Thursday, September 17, 2009

TORONTO FILM FESTIVAL, 3rd Day, Part 2


JEAN CHARLES, directed by Henrique Goldman
England/Brazil

Another earnest plea for justice from a higher profile incident than the previous day's Mexican film Backyard covered. After the Tube and bus bombings in London in 2005, police tracked and fatally shot a man they suspected of being a terrorist involved in the plot. After a brief investigation, police admitted that the man turned out to be completely unrelated to the incidents. He was a Brazilian immigrant, Jean Charles de Menezes, stalked by police because they felt he "looked like a Muslim." Police had found a backpack at the site of a failed bombing that same day which contained an address; the address was of an apartment house in which Jean Charles also had an apartment. This flimsy piece of "evidence" is revealed not in the film itself, but in a postscript just before the credits roll.

The film is shown principally from the point of view of Jean Charles, so the police suspicions, their "evidence," and any discussions they may have had are never shown in the main body of the film, just the fatal showdown. What emerges from that style is three quarters of a film that is a loosely structured portrait of Brazilians in London -- their culture, their home life, and their nightlife. It's informative, another window that the Toronto festival provides into an overlooked subculture. And it creates in the viewer the same sense of shock and puzzlement that hit the Brazilians around Jean Charles.

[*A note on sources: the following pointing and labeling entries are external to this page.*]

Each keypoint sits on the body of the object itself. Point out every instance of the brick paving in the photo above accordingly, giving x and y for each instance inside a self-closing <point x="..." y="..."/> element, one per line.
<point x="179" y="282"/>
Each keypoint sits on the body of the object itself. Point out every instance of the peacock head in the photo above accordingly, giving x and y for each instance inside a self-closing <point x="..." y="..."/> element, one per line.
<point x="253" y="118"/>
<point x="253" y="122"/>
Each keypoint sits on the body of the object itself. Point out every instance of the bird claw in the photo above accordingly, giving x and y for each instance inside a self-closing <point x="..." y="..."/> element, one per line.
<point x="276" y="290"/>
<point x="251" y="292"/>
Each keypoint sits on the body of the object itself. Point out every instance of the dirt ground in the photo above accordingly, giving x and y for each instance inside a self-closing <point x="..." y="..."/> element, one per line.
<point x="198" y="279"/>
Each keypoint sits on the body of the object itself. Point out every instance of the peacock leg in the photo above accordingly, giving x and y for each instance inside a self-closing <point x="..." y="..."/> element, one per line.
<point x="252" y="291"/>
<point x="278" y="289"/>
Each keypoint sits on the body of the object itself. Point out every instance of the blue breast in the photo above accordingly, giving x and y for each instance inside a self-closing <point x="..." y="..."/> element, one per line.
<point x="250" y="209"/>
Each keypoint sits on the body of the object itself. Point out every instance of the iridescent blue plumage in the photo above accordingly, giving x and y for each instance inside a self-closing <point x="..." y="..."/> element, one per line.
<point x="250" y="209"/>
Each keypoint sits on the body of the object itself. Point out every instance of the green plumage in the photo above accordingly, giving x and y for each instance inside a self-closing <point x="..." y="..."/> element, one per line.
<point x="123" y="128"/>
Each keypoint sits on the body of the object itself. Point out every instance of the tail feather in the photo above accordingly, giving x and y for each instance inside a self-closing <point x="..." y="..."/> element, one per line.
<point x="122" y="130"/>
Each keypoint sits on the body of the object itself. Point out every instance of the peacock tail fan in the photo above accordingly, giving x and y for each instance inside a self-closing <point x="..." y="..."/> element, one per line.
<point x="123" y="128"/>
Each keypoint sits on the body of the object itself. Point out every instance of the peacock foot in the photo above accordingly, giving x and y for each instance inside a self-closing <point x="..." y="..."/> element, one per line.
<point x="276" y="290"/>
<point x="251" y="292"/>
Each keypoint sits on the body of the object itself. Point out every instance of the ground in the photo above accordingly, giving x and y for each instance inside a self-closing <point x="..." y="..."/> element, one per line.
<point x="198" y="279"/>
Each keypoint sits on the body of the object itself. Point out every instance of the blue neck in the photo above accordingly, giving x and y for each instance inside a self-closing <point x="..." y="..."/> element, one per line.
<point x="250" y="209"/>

After that, the last quarter of the film becomes an angry denunciation of injustice, government unresponsiveness and the frustrating failure of the Brazilian community in London to obtain any satisfaction from the government. While this last quarter of the film has a sharper focus, it is very angry in its performances and its trajectory. That confers a certain power, but it doesn't drive its point home is effectively as a more tightly structured film might have.

An important message and a noble effort. I rate it a B.